P – Não havia outros segmentos da sociedade envolvidos?
CB – Tudo começa na arte, mas depois isso se ampliou. Veja o manifesto do 27N, que nasceu do único protesto grande já feito em frente a um prédio público de Havana desde a revolução. O manifesto pedia liberdades políticas, porque não há liberdade artística sem elas. Isso se converteu num movimento cívico, que levou ao 11 de julho.
P – Como foi sua saída de Cuba?
CB – Eu passei seis meses presa em casa, de abril a novembro de 2021. Fugi duas vezes, conheci todos os calabouços de Havana. Em 31 de janeiro, durante o julgamento de ativistas, me deram a opção: ou eu saía do país ou iriam acusar também a mães dos jovens detidos. Fui embora, tenho dupla nacionalidade espanhola e parei em Madri, as minhas acusações ainda estão abertas.
P – Quando a sra. acha que voltará a Cuba?
CB – Quero voltar todos os dias, mas só quero voltar numa posição de força. A sensação de libertação do 11 de julho é algo que nunca pode tirar de você. Cuba nunca mais foi a mesma.
P – Como a sra. vê os próximos passos? A ditadura segue em pé.
CB – O mito da revolução caiu no 11 de julho, o regime não tem mais apoio popular. Por outro lado, o poder repressor é real, está aí. Mas eu acredito que são os estertores de um animal ferido. Este ano tivemos, segundo o Observatório Cubano de Direitos Humanos, mais protestos este ano do que no passado, só que eles são menores.
P – É preciso de um grupo para suceder outro no poder. Há alternativa?
CB – Essa pergunta é fundamental, e acho que a resposta não é a esperada. À diferença de Nicarágua e Venezuela, em Cuba não há partidos de oposição, apenas o Comunista, e qualquer forma de associação é perseguida. Isso parece uma desvantagem, mas eu acredito que é uma vantagem.
Isso porque o movimento de protestos foi uma autoconsciência dos direitos civis. Os partidos devem nascer dessas necessidades. As associações estão amadurecendo para o processo de transição democrática. Temos centros, grupos locais, movimentos como o 27N, grupos LGBTQI+, associações antimachistas e feministas, que lidam com um problema grande em Cuba.
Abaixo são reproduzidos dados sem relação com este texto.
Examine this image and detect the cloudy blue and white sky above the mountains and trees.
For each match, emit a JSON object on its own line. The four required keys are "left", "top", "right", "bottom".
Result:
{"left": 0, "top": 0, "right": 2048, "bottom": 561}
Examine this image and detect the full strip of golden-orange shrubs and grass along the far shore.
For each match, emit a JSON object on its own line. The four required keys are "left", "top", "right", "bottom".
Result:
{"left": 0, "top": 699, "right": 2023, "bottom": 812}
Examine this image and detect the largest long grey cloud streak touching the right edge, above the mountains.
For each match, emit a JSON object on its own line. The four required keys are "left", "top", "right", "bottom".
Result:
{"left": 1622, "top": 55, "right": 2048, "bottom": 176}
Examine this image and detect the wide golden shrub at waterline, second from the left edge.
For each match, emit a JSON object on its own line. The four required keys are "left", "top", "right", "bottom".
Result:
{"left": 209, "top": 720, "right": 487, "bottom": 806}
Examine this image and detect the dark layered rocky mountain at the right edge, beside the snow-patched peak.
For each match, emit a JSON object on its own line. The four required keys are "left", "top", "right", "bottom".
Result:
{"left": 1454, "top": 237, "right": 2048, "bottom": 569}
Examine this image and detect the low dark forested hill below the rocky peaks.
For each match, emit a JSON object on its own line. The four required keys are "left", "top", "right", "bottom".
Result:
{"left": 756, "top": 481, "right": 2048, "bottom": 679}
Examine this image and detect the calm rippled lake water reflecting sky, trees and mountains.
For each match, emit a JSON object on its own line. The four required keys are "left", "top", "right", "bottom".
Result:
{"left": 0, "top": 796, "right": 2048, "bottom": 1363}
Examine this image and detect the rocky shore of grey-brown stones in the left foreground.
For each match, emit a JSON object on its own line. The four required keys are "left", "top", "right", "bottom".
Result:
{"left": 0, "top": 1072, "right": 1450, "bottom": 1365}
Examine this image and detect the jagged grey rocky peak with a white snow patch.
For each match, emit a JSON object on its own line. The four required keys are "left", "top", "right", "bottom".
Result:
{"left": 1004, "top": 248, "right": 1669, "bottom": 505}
O autoritarismo cubano é elitista, classista, machista, racista, é quase fascista. Se foi socialista, esqueceu há muito tempo. Assim, não é um terreno baldio.
P – O que a sra. diz é que a oposição cubana não está só em Miami. E eles?
CB – Todos são cubanos. Tenham a ideologia que tenham, têm direito a pensar a nação. Se não for assim, vamos repetir os mesmos erros do castrismo, não seria democracia. Claro, o exílio inicial de Miami tinham uma ideologia muito conservadora, muitos hoje são próximos de Trump, e têm direito a fazê-lo. Muitas vezes, são vistos como a única oposição cubana, e isso é algo que o regime incentivou.
São uma parte importante, mas não são os líderes.
Eu diria que ninguém lidera a oposição, por sorte. Acho melhor que não haja um “quem” nesse processo, que perpetua a lógica de um líder que substitui outro, assim podemos nos concentrar no “como”.
P – E haveria lugar para integrantes do poder hoje nessa transição?
CB – Claro, há lugar para todos. Cuba precisa se dirigir a um processo de reconciliação. Precisamos aprender com casos similares. O que não quer dizer que não houve crimes, é preciso uma Comissão da Verdade imparcial. É preciso algo na medida, sem ódio. Nem justiçamento, nem impunidade.
P – A sra. vai entrar na política?
CB – Sou ativista cultural e política, mas acredito que a casta política é parte do mal.